To avoid burnout, take a long-term mental health perspective

To avoid burnout, take a long-term mental health perspective

Owning your time and scheduling automated check-ins can help students avoid burnout.

In the second episode of the Pharmacy Focus: Study Break podcast, Jessica Louie, PharmD, CEO and founder of The Burnout Doctor Podcast, sat down with us to discuss how students can manage burnout. Although words are often used interchangeably, there are fundamental differences between them. In particular, stress is often the precursor to Burnout, so managing the former can help prevent the latter.

Burnout is characterized by exhaustion, cynicism, and decreased self-efficacy, Louie explained. Exhaustion can be both emotional and physical and include chronic fatigue. Cynicism often follows exhaustion and can manifest itself as depersonalization or having a more negative perception of one’s work. Feeling disconnected from colleagues or patients can be a sign of cynicism. In the final stage of burnout, as self-efficacy wanes, individuals have a low sense of personal achievement and may begin to wonder if they really impact their workplace or their patients.

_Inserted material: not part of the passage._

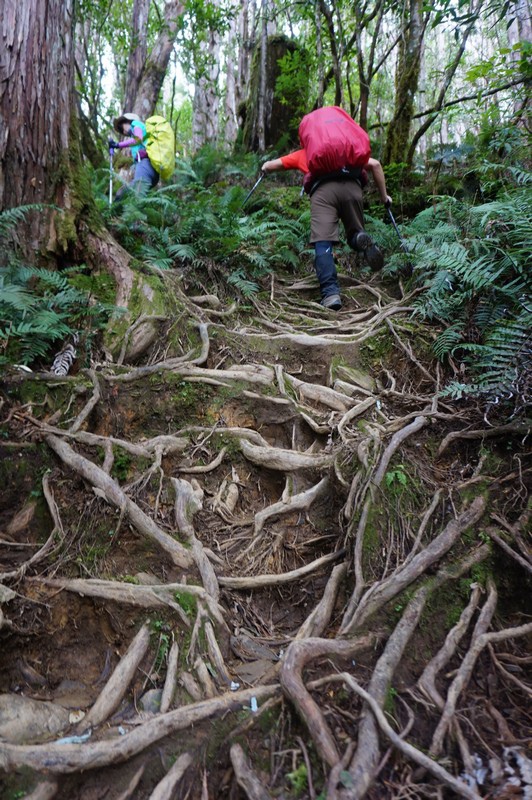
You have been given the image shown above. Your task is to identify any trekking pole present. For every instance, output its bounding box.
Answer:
[240,172,266,208]
[385,203,414,273]
[109,147,115,206]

People under stress, on the other hand, typically appear to be overly busy (hyperactive), but as burnout starts to manifest, they tend to become more disengaged (underactive). While stress and burnout are so common, many students and pharmacists are unaware of the differences between the two, Louie pointed out. “Burnout is definitely something I didn’t know … when I was a student or a new pharmacist,” she said. “I actually experienced burnout … in 2014 and 2015.”

Burnout can also have a significant impact on mental health in a broader sense, and Louie urged students who may be having emotional difficulties to seek appropriate care from a licensed practitioner. Mental health and well-being go hand in hand, she said, and students in particular should remember that education isn’t the only important part of their life. Allowing your identity to do so
being attached to a single thing, like school, can quickly lead to burnout if students stop paying attention to their health, time with friends, and other meaningful experiences.

To maintain a balance between responsibilities, Louie recommends that students do a “joy check” every week to make sure their physical, social, educational, spiritual, and other needs are being met. “We want to feel aligned, so that we don’t feel like school or work is our whole life,” she said.

This balancing act can be particularly challenging for students, who may be involved in academic and professional organizations, as well as being subject to the daily stress that courses and their personal lives can generate. Louie urges students to block out time periods for different activities on a planner. That way they can be in control, instead of just reacting to outside demands and rushing from one activity to another.

Likewise, setting boundaries can be especially important when students juggle professional and personal responsibilities. While some are inevitable, anything students agree to do should bring joy and add value to their lives, Louie said.

Finally, when feeling exhausted, everyone should take a day as CEO, a day dedicated solely to tasks that will advance them personally and professionally. During that day, students can think about the goals they want to set and plan how to achieve them.

“So if you’re a first year and planning to set goals in the next 3 years, or if you’re a fourth year and planning to set goals in the next two years, you can start brainstorming on your own,” said Louie. . “And then once you have goals … you can start breaking them down into how you’ll get something in 3 years by breaking it down into an annual goal, and then decoding it into a quarterly goal.”

This approach can help students prepare for the future without being overwhelmed by the big picture. Not all goals should be pursued at the same time, and it may be helpful to recognize that some may be more urgent at different times. For example, employment may be more important than school work during the gap between semesters, while academics will have priority during the semester.

Louie added that burnout is more likely to occur during life transitions, such as between graduating from college and becoming a full-time pharmacy employee. While students may not always be in control of these transitions, they do
have control over whether or not stressors are added to a given situation.

“Maybe that means if you’ve just graduated from college and are starting a new job, you don’t even add taking additional board exams at the same time, or making a big purchase at the same time,” said Louie. “You push them back a couple of months so that you can focus on that one transition, instead of having 2 or 3 or 4 transitions going on at exactly the same time.”

Finally, pharmacy students should view mental health care as an investment in themselves. Blocking free time every day or every week to relax and check in with yourself can be effective, and writing it down on your calendar can help turn it into a routine.

“I only encourage students to take some time for this and invest in yourself, whether that’s putting 5 minutes on your calendar or putting 30 minutes on your calendar,” said Louie. “Take some time for yourself and don’t break that appointment once it’s on your calendar.”